Проект «Лазарь» (Хемон) - страница 127

Ольга не сводит глаз с Таубе, пока тот, нагнувшись, достает из-под стула стакан, а когда он распрямляется, тихо, отчетливо, чеканя каждое слово, говорит:

— Пусть ваше расчлененное тело сгниет в канаве, герр Таубе. Пусть у вас в глазницах заведутся черви. Пусть никогда вам не будет покоя — ни при жизни, ни после смерти. Пусть прах ваш будет развеян в чистом поле.

Как бы ей хотелось встать и уйти, но ноги не двигаются, тяжкий груз давит на плечи, голова раскалывается от боли. „Я — ничто, — думает она. — Меня нет“.

— Почему вы сами и ваши богатые друзья не решаетесь выступить против Шутлера, и анархистов, и христиан, и вообще всех, кто пытается лишить вас вашей сладкой жизни?! Почему я должна плюнуть в могилу брата? Только потому, что вы и ваши важные друзья боитесь смерти? Объясните мне, герр Таубе, почему?!

— Я понимаю, в каком вы смятении, фрейлейн Авербах, очень хорошо понимаю. Не уверен, что у меня самого хватило бы духу решиться на то, о чем я вас прошу. Я бы и сам так же мучился и страдал. И так же ненавидел тех, кто толкает меня на это. Но я — не вы; никто не может влезть в чужую шкуру. У каждого своя жизнь, и надо прожить ее до конца, столько, сколько нам отпущено; это наш дом, наше пристанище. Нам необходима жизнь. И так уже столько смертей вокруг, а будет, вероятно, еще больше.

— Что такое жизнь? Это разве жизнь! Кому нужна такая жизнь?!
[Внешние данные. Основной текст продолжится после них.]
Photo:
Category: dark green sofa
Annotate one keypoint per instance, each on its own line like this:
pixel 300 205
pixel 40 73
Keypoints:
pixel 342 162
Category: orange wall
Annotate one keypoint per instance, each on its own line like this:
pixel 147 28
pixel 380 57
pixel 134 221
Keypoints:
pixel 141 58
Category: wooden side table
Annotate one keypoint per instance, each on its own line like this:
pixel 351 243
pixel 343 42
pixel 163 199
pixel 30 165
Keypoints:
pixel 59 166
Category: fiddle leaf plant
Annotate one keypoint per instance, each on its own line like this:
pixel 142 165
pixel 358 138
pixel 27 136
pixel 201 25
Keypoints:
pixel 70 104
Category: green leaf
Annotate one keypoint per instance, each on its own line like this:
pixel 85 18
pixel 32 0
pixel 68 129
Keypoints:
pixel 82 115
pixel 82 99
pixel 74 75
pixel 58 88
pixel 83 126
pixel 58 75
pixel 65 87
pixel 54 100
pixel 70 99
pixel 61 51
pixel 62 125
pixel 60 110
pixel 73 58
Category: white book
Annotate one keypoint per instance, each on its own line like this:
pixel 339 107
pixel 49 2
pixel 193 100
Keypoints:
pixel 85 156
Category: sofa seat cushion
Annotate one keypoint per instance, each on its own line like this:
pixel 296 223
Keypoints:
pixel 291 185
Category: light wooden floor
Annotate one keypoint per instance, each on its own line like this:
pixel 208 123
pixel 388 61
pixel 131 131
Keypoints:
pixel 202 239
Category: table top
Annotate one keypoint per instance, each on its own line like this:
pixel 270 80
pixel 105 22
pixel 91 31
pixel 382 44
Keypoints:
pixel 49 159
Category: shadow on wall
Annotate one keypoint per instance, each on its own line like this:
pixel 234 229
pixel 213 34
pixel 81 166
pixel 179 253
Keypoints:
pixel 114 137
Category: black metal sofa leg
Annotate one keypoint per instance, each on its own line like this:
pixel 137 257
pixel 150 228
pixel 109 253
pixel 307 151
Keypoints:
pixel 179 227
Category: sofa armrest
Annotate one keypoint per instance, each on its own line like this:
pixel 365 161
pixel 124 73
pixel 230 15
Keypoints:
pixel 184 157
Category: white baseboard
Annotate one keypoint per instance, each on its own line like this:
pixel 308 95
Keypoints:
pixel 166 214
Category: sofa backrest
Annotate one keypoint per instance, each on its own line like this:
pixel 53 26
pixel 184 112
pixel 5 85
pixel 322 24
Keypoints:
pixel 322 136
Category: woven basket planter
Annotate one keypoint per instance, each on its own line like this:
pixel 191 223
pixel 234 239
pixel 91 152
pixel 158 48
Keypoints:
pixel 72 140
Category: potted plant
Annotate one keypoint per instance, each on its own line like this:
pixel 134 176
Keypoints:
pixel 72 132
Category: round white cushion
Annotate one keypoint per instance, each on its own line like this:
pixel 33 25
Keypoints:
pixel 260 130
— Люди умирают и уходят, оставляя живых бороться с трудностями. Уходят куда-то, не знаю куда, и ждут, пока Бог наведет порядок. Но мы-то остаемся здесь, на этой земле, как бы тяжело нам ни было. Мы все между собой связаны. Жизнь одного — это жизнь и других тоже. Моя жизнь, ваша жизнь по отдельности — ничто.
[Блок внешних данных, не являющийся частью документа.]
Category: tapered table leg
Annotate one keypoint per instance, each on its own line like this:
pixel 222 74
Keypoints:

— Будьте вы прокляты, герр Таубе. Провалиться вам на самое дно моего страдания и сгинуть там.

— Прошу вас, подумайте про живых. Давайте будем жить. Мы должны жить.

* * *

Мы с Мэри любим вместе рассматривать наши фотографии; это стало одним из семейных ритуалов. Но общее прошлое у нас не столь уж и велико: на первой странице альбома мы вдвоем на фоне Чикагского художественного института в вечер нашего знакомства. Стоим рядышком, не слишком далеко — в знак обоюдного влечения, но и не слишком близко — из опасения быть втянутым в любовную неразбериху, улыбаемся в камеру, искоса поглядывая друг на друга. Именно с этого снимка начинается наша семейная история, с него, как с отправной точки, мы отмериваем пройденное расстояние, где каждый новый шаг запротоколирован на фото: вот мы в свадебном путешествии в Париже, сияя, позируем перед Нотр-Дам; вот мы на рождественском ужине, я, как всегда, с набитым индейкой ртом; вот мы в Вене празднуем годовщину свадьбы, прижались щекой к щеке; вот тут мы счастливо хохочем, в глазах дьявольские красные огоньки; а здесь сосредоточенно смотрим в объектив, словно и не замечая друг друга. В бумажник у меня лежит фотография Мэри на паспорт. За все время путешествия я ни разу на нее не посмотрел.